# how often should i feed nursing cat?



## crystal_ds (Mar 3, 2009)

she doesn't seem to want to eat the dry food at all. she has nibbled a few pieces but that's it. when i put down the wet food she gobbled up the entire pouch in like 5 minutes! so i guess i have to feed her just wet food b/c she will go hungry with the dry :roll: how often should i feed her? how many pouches or cans a day? it is nutro natural choice for kittens in the pink pouch. the guy at the store said it's good stuff, idk?


----------



## laurief (Jun 22, 2008)

A nursing queen has a HUGE nutritional requirement, so you should pretty much feed her all she'll eat. I wouldn't feed her huge meals, though. It's better to feed normal sized meals every 3-4 hrs, if she wants to eat that frequently.

Any high quality kitten or all life stages food will do. Innova, Evo, and Wellness brands are widely considered high quality.

Laurie


----------



## crystal_ds (Mar 3, 2009)

i did pick up the wellness dry food and she won't eat that any more than she ate the science diet! idk, maybe i will have the vet check her teeth when she goes for a checkup, but she could just be super picky. i don't want to set out more food than she will eat and then have to throw it all away but i guess i'll just free feed and try to judge how much she's actually eating. can i switch between wet food brands or is that bad like switching dry food? i have a few different kinds here.


----------



## laurief (Jun 22, 2008)

You can switch canned foods around. Wellness makes canned food as well as dry. Same with Innova, Evo, and some of the other premium brands.
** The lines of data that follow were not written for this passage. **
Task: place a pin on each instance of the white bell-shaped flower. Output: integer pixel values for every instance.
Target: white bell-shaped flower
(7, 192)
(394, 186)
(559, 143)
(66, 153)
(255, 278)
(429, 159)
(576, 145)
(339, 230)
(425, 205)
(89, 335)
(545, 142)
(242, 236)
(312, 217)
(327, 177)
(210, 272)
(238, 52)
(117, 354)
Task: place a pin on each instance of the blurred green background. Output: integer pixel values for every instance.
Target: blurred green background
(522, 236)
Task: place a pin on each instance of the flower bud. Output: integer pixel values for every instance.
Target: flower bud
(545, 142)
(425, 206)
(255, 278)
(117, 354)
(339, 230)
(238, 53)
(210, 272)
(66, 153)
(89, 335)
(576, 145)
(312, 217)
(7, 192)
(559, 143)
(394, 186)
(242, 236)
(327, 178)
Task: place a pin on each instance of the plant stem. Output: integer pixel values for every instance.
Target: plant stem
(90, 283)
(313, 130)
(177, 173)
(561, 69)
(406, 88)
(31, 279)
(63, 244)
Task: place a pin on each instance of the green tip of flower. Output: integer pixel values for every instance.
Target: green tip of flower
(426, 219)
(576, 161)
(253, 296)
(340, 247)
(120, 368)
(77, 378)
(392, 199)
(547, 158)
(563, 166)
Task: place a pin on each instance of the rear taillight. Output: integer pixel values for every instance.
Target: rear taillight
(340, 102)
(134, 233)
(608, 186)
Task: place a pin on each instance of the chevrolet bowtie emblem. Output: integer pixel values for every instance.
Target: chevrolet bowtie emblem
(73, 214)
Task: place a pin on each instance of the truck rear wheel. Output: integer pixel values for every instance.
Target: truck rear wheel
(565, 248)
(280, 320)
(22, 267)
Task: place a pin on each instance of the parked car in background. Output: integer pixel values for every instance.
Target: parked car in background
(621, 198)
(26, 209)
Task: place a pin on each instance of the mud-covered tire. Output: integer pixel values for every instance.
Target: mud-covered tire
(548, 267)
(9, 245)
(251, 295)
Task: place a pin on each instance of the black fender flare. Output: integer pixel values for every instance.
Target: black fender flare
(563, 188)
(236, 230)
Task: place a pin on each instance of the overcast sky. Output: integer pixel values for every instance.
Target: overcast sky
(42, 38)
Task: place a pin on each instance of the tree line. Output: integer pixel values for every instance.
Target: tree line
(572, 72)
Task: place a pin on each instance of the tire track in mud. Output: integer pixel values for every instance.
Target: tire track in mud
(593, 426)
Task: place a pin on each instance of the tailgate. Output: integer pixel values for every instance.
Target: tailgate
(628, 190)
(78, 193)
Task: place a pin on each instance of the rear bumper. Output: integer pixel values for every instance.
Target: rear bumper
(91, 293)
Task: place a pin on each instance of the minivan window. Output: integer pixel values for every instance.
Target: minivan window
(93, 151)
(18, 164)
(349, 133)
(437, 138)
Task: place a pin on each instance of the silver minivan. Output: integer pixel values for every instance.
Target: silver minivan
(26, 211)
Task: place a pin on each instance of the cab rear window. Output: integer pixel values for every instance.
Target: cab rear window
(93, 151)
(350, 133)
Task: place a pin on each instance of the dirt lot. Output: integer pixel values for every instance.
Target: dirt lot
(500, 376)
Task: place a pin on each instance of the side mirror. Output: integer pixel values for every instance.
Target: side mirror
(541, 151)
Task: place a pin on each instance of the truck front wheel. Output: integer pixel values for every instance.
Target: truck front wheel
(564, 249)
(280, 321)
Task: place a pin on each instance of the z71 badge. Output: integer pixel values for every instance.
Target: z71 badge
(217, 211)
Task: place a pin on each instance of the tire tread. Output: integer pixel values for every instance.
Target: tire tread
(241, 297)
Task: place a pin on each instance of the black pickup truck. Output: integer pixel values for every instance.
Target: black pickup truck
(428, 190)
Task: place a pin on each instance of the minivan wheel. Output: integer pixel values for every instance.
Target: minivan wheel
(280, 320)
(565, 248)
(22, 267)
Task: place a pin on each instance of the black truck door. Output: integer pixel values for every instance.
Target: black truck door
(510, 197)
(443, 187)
I wouldn't leave canned food out for her to free feed. She may overeat and make herself sick, or she may leave it until it spoils. If you can't feed her canned meals throughout the day, then buy a small bag of a premium dry kibble like Wellness or Evo and leave some out for her to nibble during the day when you're not around to feed her canned. Then give her canned meals whenever you are home to do it.

Laurie


----------



## crystal_ds (Mar 3, 2009)

how long till wet food spoils??? i feel like i should know this but i've always free fed dry food and gave 1 can/pouch of wet a day  that is obviously not working with her lol.


----------